Sunday, February 27, 2005

Cartas sem destino

À janela chegava-me o som dos chocalhos das ovelhas. O vento sopra inconstante na direcção contrária a essa música bucólica. Do som nítido de uma paragem na corrente de ar passava a um vago rumor em luta contra a rajada para me chegar aos ouvidos. Estas variações de vento e som produzem uma música que me adormece os sentidos.
Fui entretanto tomando as doses de solidão que precisava e não precisava até estar precisamente só.
Prometi nesse dia nunca mais escrever cartas à menina que foge foge do carteiro com a gata ao colo.
O gato laranja fumava o último cigarro antes da caçada apesar dos seus conhecidos problemas para respirar.
A gata da menina liga as luzes dos olhos de caça.
Acendo um cigarro que lança um lenço lilás de fumo da sua ponta incendiada. Pedra preciosa.
Escrevo uma última carta, não para a menina que foge foge do carteiro, mas para a sua gata.
"Desconfiai do Outono em que as cores se modificam"- disse-me o gato laranja com um ar snob.
Recebi então uma carta da rapariga: as suas novas vestes, retiradas de um sonho acidental oferecido por um oráculo vago, faziam-na esquecer as antigas guerras!

Monday, February 21, 2005

Via agora a paisagem a povoar-se dos seres que havia imaginado e o meu inaginário a estender-se como paisagem.

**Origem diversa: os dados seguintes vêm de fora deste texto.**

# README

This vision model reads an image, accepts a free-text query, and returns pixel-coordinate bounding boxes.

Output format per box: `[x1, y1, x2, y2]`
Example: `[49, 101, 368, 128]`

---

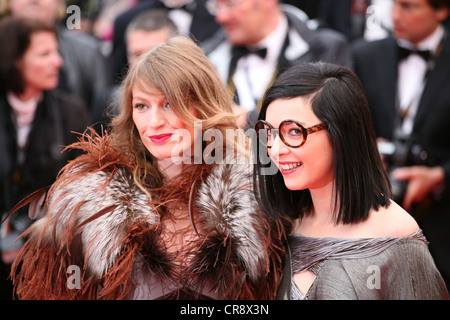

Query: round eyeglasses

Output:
[255, 120, 327, 148]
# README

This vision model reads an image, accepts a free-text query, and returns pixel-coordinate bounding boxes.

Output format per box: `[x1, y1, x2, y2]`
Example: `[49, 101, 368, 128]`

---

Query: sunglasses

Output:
[255, 120, 327, 148]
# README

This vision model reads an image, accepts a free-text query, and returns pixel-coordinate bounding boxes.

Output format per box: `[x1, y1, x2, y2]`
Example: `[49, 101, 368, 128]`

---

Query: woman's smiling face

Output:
[265, 97, 333, 190]
[132, 82, 199, 165]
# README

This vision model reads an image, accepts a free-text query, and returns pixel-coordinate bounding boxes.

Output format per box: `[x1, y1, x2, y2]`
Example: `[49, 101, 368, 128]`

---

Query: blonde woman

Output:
[9, 37, 280, 299]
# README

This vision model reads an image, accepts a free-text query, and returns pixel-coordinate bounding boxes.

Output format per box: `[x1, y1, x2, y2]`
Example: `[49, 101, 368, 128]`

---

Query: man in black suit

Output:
[353, 0, 450, 286]
[110, 0, 220, 81]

O jardineiro cientista estudava o prazer provocado pelo cantar das aves, pela visão duma garça branca levantar voo entre as árvores e tantas outras coisas a que assistia diariamente no jardim laboratório, com a promessa de nunca revelar as suas descobertas.
Ao fim da tarde o Sol tecia teias de luz entre as oliveiras e depois enterrava o seu grande abdómem de aracnídeo na terra.

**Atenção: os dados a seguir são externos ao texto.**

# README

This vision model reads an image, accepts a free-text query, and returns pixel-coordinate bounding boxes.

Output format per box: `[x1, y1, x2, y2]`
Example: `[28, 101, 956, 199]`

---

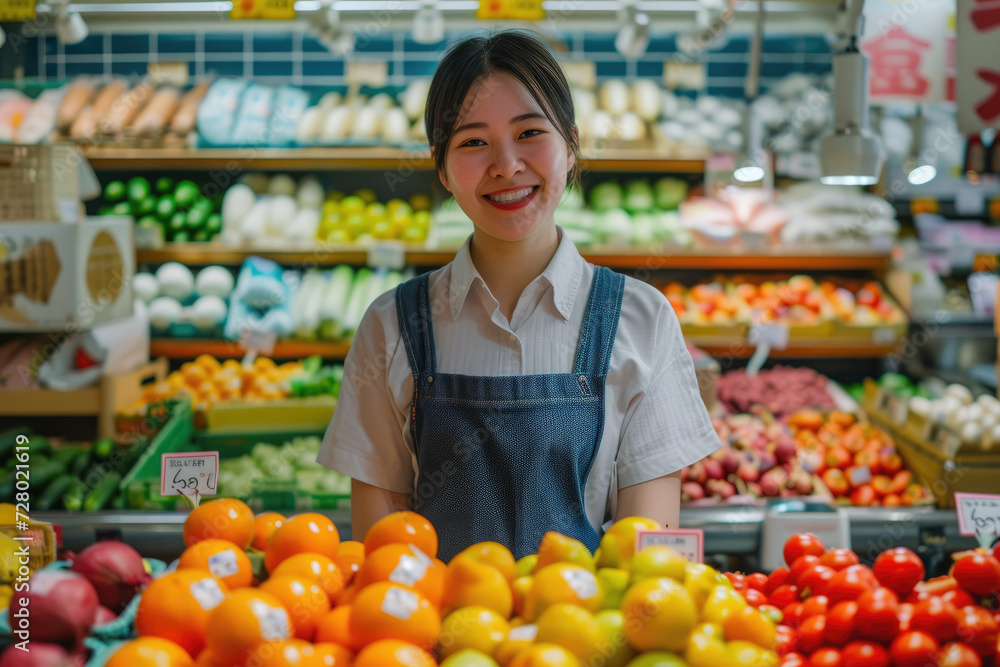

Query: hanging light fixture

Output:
[413, 0, 444, 44]
[819, 0, 885, 185]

Ulisses tornado gigante caminhava ao fim da tarde pelo olival e tirava do seu saco estrelas com que semeava o céu.
Aborrecia-me pela tarde a moldar as nuvens e ainda me aborrecia mais quando não as tinha para moldar.

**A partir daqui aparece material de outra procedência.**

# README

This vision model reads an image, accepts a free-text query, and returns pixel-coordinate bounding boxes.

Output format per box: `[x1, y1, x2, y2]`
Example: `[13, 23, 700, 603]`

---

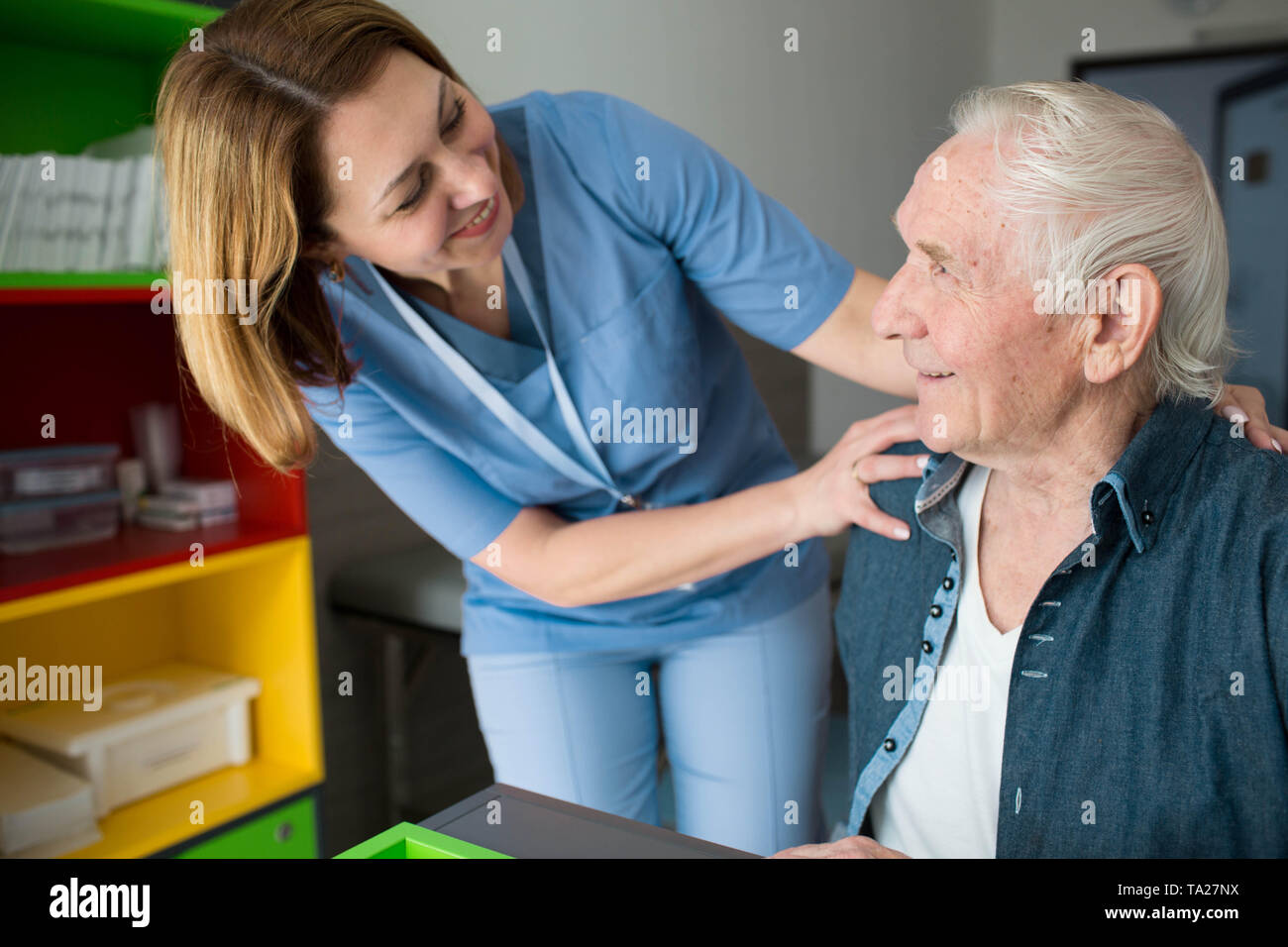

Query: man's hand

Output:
[769, 835, 909, 858]
[1216, 385, 1288, 454]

O cientista estava à beira duma improvável descoberta quando o rasto de fumo de um avião a jacto o fez cair no olvido.
Ulisses tropeçou num minúsculo torrão de terra, derramou as estrelas no céu que escapou assim à sua vontade: o céu tornou-se selvagem.
A paisagem escapava-se-me pelos dedos mais uma vez com a promessa de não mais se repetir, os seres imaginários fugiam de mim com ânsias de liberdade- nunca lhes a neguei.